In Washington, D.C., the black population is reported to be around 46%. Of the Covid related deaths in that city, 74% were black people. Except for a lot of hootin’ and hollerin’ after a player kneels during the national anthem at an NFL game, black people aren’t seeing a lot of evidence that “all lives matter” includes us when said. Pregnancy related deaths for non-white women over 30 are nearly fives times the rate of white women. When black people were dying because of heroin in the 60’s or crack in the 80’s, the police were sent in. This millennium’s opioid troubles mostly touching white populations–now it’s time for recovery programs, federal money and understanding.
If you read this piece and all you’re left with is “oh, that’s just awful, I can’t believe those things happened.
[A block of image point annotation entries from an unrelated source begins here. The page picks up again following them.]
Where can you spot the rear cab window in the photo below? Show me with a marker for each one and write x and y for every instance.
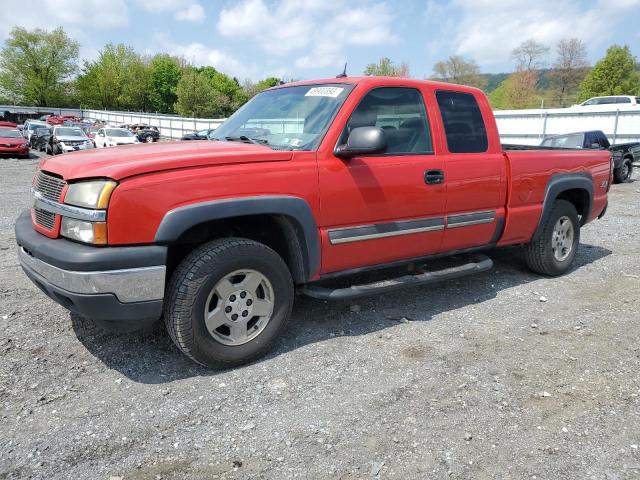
(464, 126)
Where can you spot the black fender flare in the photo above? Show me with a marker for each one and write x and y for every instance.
(562, 182)
(179, 220)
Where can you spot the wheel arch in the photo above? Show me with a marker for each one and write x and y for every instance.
(286, 224)
(576, 188)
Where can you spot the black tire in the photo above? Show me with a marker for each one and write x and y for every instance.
(623, 173)
(189, 291)
(539, 253)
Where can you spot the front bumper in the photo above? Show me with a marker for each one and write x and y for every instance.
(112, 285)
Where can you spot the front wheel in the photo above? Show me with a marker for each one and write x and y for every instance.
(228, 301)
(553, 251)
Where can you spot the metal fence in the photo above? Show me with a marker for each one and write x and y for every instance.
(170, 126)
(527, 127)
(530, 127)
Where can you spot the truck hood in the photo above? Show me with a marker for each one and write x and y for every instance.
(126, 161)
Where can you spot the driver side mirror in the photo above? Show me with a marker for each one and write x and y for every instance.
(363, 141)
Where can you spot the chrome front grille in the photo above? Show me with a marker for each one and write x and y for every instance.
(49, 186)
(45, 219)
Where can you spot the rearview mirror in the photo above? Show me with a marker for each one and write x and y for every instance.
(363, 141)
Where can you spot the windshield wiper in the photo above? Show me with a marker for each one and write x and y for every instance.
(244, 138)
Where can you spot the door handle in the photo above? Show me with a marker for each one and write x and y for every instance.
(433, 177)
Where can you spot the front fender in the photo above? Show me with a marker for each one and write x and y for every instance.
(179, 220)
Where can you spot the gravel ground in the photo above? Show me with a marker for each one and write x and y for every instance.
(504, 375)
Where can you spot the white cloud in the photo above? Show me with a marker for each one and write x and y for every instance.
(185, 10)
(193, 13)
(74, 15)
(488, 31)
(323, 28)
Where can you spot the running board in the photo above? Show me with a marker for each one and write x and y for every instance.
(480, 263)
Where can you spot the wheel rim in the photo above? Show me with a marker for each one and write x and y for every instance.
(239, 307)
(562, 238)
(625, 171)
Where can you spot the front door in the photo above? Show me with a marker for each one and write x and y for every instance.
(380, 208)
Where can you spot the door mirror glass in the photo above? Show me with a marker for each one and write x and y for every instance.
(363, 141)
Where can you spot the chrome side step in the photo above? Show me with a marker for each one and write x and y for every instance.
(478, 263)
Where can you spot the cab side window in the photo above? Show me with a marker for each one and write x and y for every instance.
(401, 113)
(463, 123)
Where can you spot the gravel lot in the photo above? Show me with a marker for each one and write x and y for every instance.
(504, 375)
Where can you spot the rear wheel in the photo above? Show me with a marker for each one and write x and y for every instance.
(228, 301)
(623, 173)
(552, 253)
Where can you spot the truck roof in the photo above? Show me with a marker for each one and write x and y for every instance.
(373, 81)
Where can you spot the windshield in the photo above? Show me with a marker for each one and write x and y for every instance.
(10, 133)
(69, 132)
(568, 141)
(118, 132)
(287, 118)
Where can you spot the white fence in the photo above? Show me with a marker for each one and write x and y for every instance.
(526, 127)
(530, 127)
(170, 126)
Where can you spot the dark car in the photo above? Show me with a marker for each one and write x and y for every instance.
(625, 155)
(199, 135)
(39, 138)
(144, 133)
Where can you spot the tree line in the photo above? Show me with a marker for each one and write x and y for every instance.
(42, 68)
(568, 80)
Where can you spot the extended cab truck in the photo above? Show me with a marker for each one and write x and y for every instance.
(625, 155)
(308, 182)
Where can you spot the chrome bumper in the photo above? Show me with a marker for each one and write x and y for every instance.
(128, 285)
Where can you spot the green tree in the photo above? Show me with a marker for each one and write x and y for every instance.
(457, 69)
(196, 95)
(386, 68)
(615, 74)
(165, 75)
(115, 80)
(251, 89)
(569, 69)
(36, 66)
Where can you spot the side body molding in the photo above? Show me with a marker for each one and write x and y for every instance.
(178, 221)
(561, 183)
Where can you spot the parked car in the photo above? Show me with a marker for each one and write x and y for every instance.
(40, 138)
(144, 133)
(91, 133)
(13, 143)
(199, 135)
(625, 155)
(612, 102)
(218, 236)
(60, 119)
(30, 126)
(112, 137)
(67, 139)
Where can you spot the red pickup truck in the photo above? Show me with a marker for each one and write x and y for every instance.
(308, 183)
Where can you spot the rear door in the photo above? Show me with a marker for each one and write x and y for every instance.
(475, 170)
(379, 208)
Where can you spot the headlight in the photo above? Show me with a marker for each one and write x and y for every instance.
(86, 232)
(91, 194)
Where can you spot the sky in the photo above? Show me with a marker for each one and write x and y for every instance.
(304, 39)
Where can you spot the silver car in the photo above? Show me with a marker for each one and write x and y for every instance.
(68, 139)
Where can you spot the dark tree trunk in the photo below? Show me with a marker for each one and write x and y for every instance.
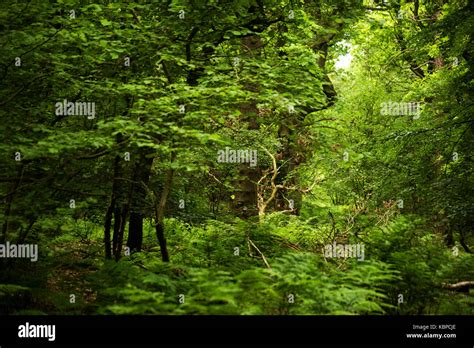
(160, 213)
(138, 194)
(8, 207)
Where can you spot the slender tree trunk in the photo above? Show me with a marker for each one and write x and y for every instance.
(160, 213)
(8, 206)
(138, 194)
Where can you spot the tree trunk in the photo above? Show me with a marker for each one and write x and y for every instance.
(138, 196)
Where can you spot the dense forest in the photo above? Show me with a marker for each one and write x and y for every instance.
(245, 157)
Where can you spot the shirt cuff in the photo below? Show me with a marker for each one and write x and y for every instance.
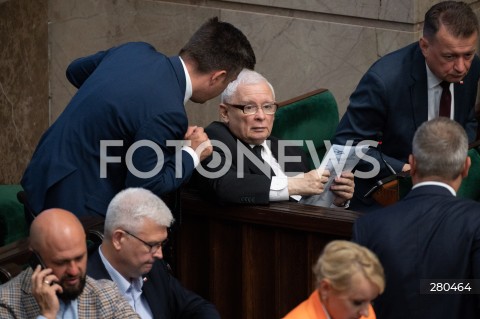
(278, 188)
(192, 153)
(345, 205)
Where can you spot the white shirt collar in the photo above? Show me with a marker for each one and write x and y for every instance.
(454, 193)
(432, 79)
(188, 89)
(122, 283)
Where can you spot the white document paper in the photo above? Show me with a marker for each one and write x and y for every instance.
(339, 158)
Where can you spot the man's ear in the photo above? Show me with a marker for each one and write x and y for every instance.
(216, 76)
(223, 113)
(118, 237)
(466, 167)
(413, 164)
(424, 45)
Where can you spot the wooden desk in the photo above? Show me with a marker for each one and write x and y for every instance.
(253, 261)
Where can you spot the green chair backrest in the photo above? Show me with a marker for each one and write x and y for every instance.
(311, 116)
(470, 187)
(13, 225)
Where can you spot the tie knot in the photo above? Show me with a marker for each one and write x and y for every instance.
(445, 85)
(257, 150)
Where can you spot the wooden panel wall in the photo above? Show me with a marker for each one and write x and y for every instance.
(253, 261)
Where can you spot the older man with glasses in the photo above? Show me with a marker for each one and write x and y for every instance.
(248, 166)
(136, 228)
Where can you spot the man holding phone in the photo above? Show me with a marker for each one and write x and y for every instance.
(58, 286)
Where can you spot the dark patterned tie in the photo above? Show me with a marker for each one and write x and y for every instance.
(257, 150)
(445, 100)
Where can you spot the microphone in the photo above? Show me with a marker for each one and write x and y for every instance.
(379, 149)
(390, 168)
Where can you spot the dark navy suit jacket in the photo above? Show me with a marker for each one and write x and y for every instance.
(390, 102)
(254, 186)
(167, 298)
(127, 94)
(429, 235)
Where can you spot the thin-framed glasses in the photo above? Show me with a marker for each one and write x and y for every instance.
(153, 248)
(249, 109)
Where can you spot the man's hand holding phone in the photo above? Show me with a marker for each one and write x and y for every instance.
(45, 288)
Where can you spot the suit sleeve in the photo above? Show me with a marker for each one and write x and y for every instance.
(365, 118)
(156, 165)
(80, 69)
(187, 303)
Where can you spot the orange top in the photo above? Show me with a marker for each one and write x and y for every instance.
(312, 309)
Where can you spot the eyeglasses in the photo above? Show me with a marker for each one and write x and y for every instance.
(153, 248)
(249, 109)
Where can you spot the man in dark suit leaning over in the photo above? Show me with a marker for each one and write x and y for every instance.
(128, 107)
(131, 255)
(430, 236)
(403, 89)
(247, 111)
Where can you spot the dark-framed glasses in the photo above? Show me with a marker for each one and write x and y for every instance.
(249, 109)
(153, 248)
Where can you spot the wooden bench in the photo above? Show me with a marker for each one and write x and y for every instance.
(253, 261)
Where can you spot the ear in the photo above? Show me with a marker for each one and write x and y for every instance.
(466, 167)
(325, 287)
(224, 113)
(424, 45)
(413, 164)
(117, 238)
(218, 76)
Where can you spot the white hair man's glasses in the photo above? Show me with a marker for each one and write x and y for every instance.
(153, 248)
(249, 109)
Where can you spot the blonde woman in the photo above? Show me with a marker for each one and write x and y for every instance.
(349, 277)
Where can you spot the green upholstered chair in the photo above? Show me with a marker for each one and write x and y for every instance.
(311, 116)
(470, 187)
(12, 216)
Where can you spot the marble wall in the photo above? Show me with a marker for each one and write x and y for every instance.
(300, 45)
(24, 113)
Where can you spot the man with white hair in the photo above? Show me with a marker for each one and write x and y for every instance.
(136, 228)
(247, 112)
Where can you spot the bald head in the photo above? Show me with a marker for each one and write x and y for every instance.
(56, 229)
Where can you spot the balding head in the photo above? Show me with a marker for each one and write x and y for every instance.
(59, 238)
(55, 228)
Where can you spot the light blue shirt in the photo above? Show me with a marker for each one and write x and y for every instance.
(131, 290)
(67, 310)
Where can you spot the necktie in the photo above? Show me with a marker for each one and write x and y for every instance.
(257, 150)
(445, 100)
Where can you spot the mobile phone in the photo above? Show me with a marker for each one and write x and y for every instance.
(35, 260)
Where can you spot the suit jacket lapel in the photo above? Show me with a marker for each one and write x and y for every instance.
(419, 94)
(153, 299)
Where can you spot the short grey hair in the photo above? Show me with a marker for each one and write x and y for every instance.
(129, 208)
(440, 148)
(246, 77)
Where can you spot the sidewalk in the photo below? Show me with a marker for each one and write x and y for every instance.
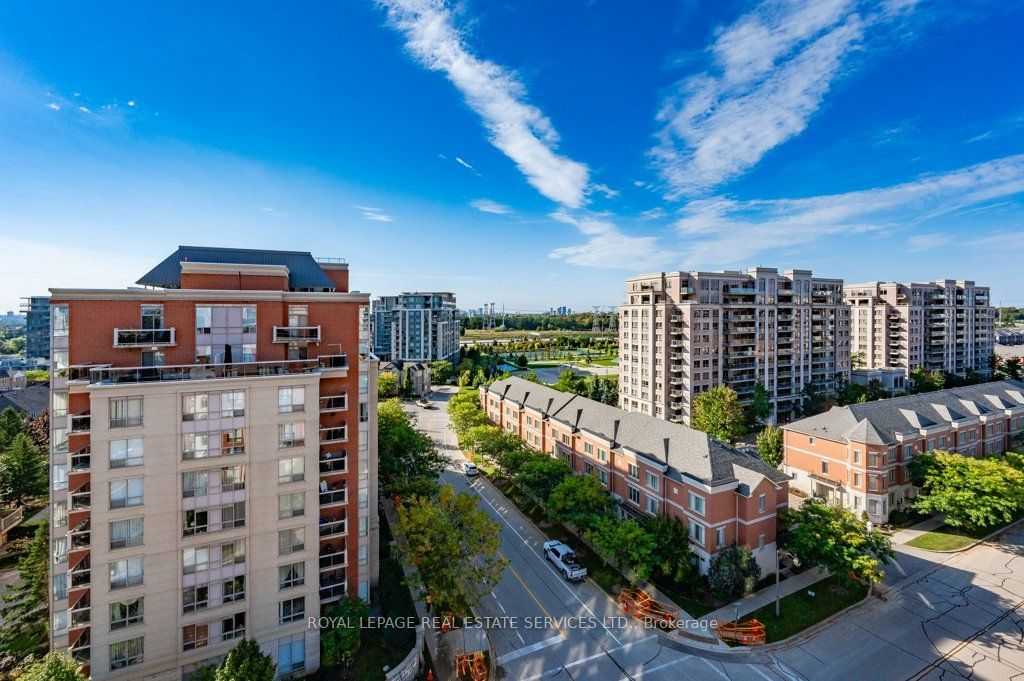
(904, 536)
(759, 599)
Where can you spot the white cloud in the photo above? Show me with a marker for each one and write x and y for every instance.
(488, 206)
(773, 68)
(607, 247)
(720, 230)
(518, 129)
(375, 214)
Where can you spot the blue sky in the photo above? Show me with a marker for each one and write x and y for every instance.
(532, 154)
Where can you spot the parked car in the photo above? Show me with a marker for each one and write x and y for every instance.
(564, 560)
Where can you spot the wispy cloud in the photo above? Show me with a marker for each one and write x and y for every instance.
(517, 128)
(608, 247)
(720, 230)
(772, 69)
(488, 206)
(375, 214)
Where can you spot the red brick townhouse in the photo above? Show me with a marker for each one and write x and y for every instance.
(858, 455)
(651, 466)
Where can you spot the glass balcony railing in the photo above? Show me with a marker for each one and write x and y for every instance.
(142, 337)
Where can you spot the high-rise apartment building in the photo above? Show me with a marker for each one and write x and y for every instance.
(37, 327)
(416, 327)
(683, 333)
(214, 462)
(945, 326)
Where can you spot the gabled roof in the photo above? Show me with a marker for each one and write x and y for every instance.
(909, 414)
(304, 271)
(685, 453)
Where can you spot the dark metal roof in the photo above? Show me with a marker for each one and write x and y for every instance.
(304, 271)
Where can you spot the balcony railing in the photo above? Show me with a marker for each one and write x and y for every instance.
(296, 335)
(142, 337)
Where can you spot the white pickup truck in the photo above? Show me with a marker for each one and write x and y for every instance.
(564, 560)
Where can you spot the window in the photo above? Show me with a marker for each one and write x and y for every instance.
(292, 609)
(291, 434)
(291, 470)
(291, 505)
(58, 313)
(232, 403)
(125, 613)
(126, 533)
(195, 559)
(204, 320)
(125, 453)
(290, 541)
(293, 575)
(233, 589)
(195, 636)
(232, 553)
(232, 627)
(126, 493)
(125, 572)
(195, 445)
(292, 654)
(126, 412)
(126, 653)
(195, 408)
(195, 598)
(291, 399)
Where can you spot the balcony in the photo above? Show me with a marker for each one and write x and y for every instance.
(205, 372)
(296, 335)
(143, 337)
(334, 403)
(337, 434)
(80, 423)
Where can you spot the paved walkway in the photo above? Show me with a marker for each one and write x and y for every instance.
(759, 599)
(904, 536)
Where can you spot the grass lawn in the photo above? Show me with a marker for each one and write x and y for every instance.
(800, 610)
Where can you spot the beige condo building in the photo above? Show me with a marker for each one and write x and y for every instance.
(683, 333)
(940, 326)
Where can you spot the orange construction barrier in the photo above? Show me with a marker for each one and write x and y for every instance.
(751, 632)
(641, 605)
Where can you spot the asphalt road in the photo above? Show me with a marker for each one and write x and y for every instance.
(580, 632)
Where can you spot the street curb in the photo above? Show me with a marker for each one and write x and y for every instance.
(969, 546)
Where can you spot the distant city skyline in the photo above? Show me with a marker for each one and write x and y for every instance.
(483, 150)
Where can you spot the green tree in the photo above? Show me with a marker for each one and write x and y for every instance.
(56, 666)
(23, 471)
(733, 571)
(24, 611)
(441, 371)
(718, 413)
(770, 445)
(625, 543)
(404, 454)
(387, 385)
(454, 546)
(539, 476)
(246, 662)
(761, 405)
(829, 537)
(971, 493)
(580, 500)
(341, 642)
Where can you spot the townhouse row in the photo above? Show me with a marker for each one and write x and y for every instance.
(650, 466)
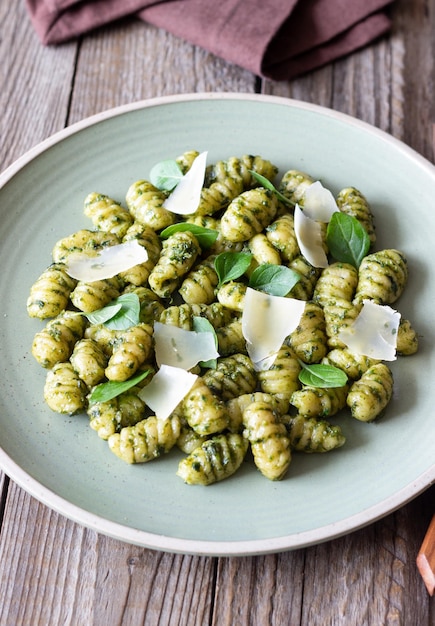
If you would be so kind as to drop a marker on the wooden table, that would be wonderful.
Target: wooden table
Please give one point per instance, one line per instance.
(53, 571)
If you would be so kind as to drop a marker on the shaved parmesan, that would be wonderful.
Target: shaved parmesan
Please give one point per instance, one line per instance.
(319, 203)
(166, 390)
(107, 263)
(184, 200)
(182, 348)
(309, 237)
(374, 332)
(266, 321)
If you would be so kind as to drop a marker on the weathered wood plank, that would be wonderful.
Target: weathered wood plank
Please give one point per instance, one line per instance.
(118, 65)
(34, 84)
(260, 590)
(388, 84)
(53, 571)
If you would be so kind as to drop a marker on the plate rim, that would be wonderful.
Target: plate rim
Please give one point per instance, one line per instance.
(166, 543)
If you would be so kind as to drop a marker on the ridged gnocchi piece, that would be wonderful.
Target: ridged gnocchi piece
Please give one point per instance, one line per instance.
(225, 245)
(88, 297)
(369, 396)
(106, 214)
(338, 281)
(308, 340)
(83, 241)
(89, 360)
(147, 440)
(240, 168)
(354, 365)
(49, 294)
(248, 214)
(268, 438)
(352, 202)
(103, 336)
(294, 184)
(182, 315)
(234, 375)
(232, 295)
(131, 349)
(151, 307)
(179, 253)
(407, 338)
(281, 234)
(225, 180)
(236, 406)
(109, 417)
(339, 314)
(216, 459)
(188, 440)
(146, 237)
(145, 203)
(203, 411)
(218, 195)
(55, 342)
(382, 277)
(64, 391)
(200, 283)
(304, 288)
(263, 251)
(230, 339)
(281, 379)
(319, 402)
(311, 435)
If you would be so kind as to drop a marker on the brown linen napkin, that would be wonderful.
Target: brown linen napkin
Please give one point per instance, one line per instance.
(277, 39)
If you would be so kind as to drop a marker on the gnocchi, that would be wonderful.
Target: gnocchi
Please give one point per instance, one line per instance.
(234, 404)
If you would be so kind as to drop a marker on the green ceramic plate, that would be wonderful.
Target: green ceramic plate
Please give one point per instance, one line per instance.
(63, 463)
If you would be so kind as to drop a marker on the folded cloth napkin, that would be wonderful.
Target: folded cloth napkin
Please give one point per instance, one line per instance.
(277, 39)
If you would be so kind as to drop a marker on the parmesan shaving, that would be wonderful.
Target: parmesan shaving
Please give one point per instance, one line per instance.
(184, 200)
(166, 390)
(107, 263)
(374, 332)
(319, 203)
(309, 237)
(266, 321)
(182, 348)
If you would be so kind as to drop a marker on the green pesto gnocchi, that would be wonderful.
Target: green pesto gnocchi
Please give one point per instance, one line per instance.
(233, 405)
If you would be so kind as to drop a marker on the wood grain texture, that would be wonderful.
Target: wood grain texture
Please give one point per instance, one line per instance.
(53, 571)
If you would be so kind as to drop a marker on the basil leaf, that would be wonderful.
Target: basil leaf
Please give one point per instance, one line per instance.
(107, 391)
(166, 175)
(346, 239)
(276, 280)
(265, 182)
(231, 265)
(322, 375)
(202, 325)
(120, 314)
(206, 236)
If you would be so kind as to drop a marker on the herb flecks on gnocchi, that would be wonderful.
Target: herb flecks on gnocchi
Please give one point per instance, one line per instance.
(237, 257)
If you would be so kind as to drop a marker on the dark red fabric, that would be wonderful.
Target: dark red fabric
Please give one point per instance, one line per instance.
(278, 39)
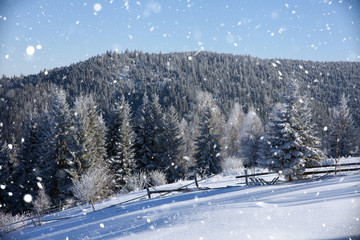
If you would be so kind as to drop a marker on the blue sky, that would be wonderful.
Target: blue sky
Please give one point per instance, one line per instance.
(38, 34)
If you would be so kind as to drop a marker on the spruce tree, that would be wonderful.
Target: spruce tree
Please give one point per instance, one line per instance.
(5, 170)
(121, 144)
(143, 138)
(292, 144)
(174, 143)
(90, 133)
(342, 139)
(151, 138)
(26, 173)
(249, 137)
(231, 144)
(62, 147)
(208, 147)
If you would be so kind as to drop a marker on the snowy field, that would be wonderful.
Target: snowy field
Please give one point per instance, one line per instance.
(321, 208)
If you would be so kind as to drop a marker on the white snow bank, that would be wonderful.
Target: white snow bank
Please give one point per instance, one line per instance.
(322, 209)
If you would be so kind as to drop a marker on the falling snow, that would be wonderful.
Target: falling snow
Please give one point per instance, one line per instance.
(30, 50)
(28, 198)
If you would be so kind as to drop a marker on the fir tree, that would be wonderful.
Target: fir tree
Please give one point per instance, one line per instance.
(150, 131)
(90, 133)
(174, 143)
(26, 172)
(342, 137)
(143, 137)
(208, 145)
(292, 144)
(231, 131)
(62, 147)
(121, 145)
(5, 170)
(249, 137)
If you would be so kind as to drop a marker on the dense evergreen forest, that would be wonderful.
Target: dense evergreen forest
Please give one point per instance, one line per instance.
(169, 115)
(176, 78)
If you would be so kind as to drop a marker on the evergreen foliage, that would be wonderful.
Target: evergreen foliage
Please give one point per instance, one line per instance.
(208, 149)
(91, 133)
(231, 131)
(290, 135)
(249, 137)
(174, 143)
(62, 147)
(342, 139)
(121, 139)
Why did we never learn about them in our schooling?”, then you’re missing the point. For one, non-white people in America have empirical evidence from history, and present day, that the prevailing thought when it comes to us is that our lives in fact do not matter equally. We have repeatedly been made the proverbial canary in a coal mine for advancements meant primarily to serve white people with barely a passing disquietude for ethics or the suffering of the subjects. Secondly, non-white folks’ experience has shown that public health officials have not always told the truth, the whole truth and nothing but the truth.
Look, I’m not here to cast aspersions on our new vaccines. I’m in as much a hurry for them to get here as many of you are. I just want to give you some historical perspective to help you understand why some of your black neighbors may not join in on the dancing in the streets just yet.